Graduate Degree Options
A major in Economics provides an excellent foundation for many graduate programs. Students can pursue advanced degrees in Economics, however, these require a rather extensive background in mathematics. If you are interested in pursuing economics, but prefer to avoid the rigorous math associated with graduate programs in the field, consider a related program instead. Graduate programs in business, public policy, public administration, law, and industrial relations often allow you to continue your economic interests with fewer mathematical demands.
Types of Graduate Degree Opportunities:
Choosing a Graduate School
You should discuss your objectives with members of the faculty. Different faculty members are familiar with different programs and graduate schools. A broad spectrum of opinion can help you formulate soundly based objectives that are in accordance with your interest.
The Internet places a world of information at your fingertips. Use it. Start with a general reference such as Peterson's Guide to get an idea of what programs are available. Go to university websites to learn more details about the specific programs they offer. What background do they expect of entering students? What does their program require? Does the program specialize in particular fields? What are they? How many years does it take for a typical student to complete a degree? What schools and organizations have hired recent graduates of the program?

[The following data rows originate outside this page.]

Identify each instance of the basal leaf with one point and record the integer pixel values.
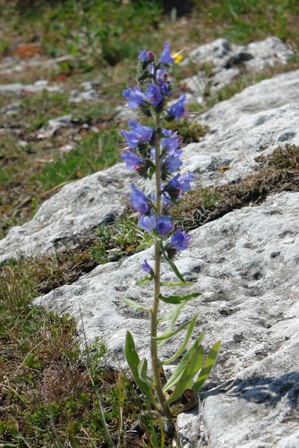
(173, 317)
(172, 313)
(185, 342)
(133, 304)
(209, 364)
(178, 299)
(185, 381)
(142, 369)
(176, 284)
(171, 263)
(133, 361)
(182, 365)
(144, 280)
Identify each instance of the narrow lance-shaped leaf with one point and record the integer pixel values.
(171, 284)
(134, 361)
(185, 342)
(178, 299)
(182, 365)
(171, 263)
(142, 369)
(209, 364)
(144, 280)
(185, 382)
(174, 315)
(173, 312)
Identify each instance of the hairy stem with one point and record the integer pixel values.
(155, 309)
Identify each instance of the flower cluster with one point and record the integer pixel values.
(155, 150)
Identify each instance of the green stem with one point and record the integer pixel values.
(155, 309)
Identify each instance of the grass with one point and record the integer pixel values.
(52, 395)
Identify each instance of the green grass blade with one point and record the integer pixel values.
(194, 364)
(209, 364)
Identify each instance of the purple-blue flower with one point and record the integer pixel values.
(153, 94)
(139, 201)
(146, 267)
(143, 56)
(165, 56)
(134, 97)
(179, 240)
(132, 160)
(171, 144)
(181, 182)
(177, 110)
(168, 132)
(138, 134)
(163, 225)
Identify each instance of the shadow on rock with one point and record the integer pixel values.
(269, 390)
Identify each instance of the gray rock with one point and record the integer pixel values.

Consider Fellowship/Funding Opportunities
Most Ph.D. graduate students qualify for fellowships or assistantships that cover tuition expenses and pay a stipend. Because they carry no extra work requirements, students typically prefer fellowships if available. However, teaching and research assistantships are more common. A new teaching assistant typically begins by grading papers and leading discussion groups for a class taught by a professor. Advanced teaching assistants might teach entire sections of a class by themselves. Research assistants are assigned to help a senior professor with research. Typical duties may involve gathering and processing data and tracking down articles and references. Funding is less common for students pursuing MBA and law degrees, but fellowships and/or assistantships are still often available for particularly strong students.
Aim for the best program to which you can be admitted. Being a graduate of one of the more prestigious programs can open doors and may in itself be an important credential for your future employment. Academic mobility is usually horizontal or downward, not upward. Although ratings of programs are controversial and subject to change, your advisor will be able to direct you to one.
Calendar for Graduate School Applicants
Students considering graduate school should prepare early. The following timetable is a useful guideline:
- Sophomore and junior years:
Discuss your goals with your academic advisor. Start preparing for possible graduate school admission by looking at potential programs and their requirements. Choose your elective courses at Winthrop accordingly.
- Early senior year:
Review your goals and begin serious talks with department faculty. Look at more possible programs and send for more information from schools that interest you. Register for and take the required standardized exams. Applicants for Ph.D. programs must typically take the Graduate Record Exam (GRE). MBA applicants will be expected to take the Graduate Management Aptitude Test (GMAT), and law school applicants must take the Law School Aptitude Test (LSAT).
- December, January, February of senior year:
Apply to several schools. It is advisable to apply to a range of schools including at least one program that you believe will definitely admit you.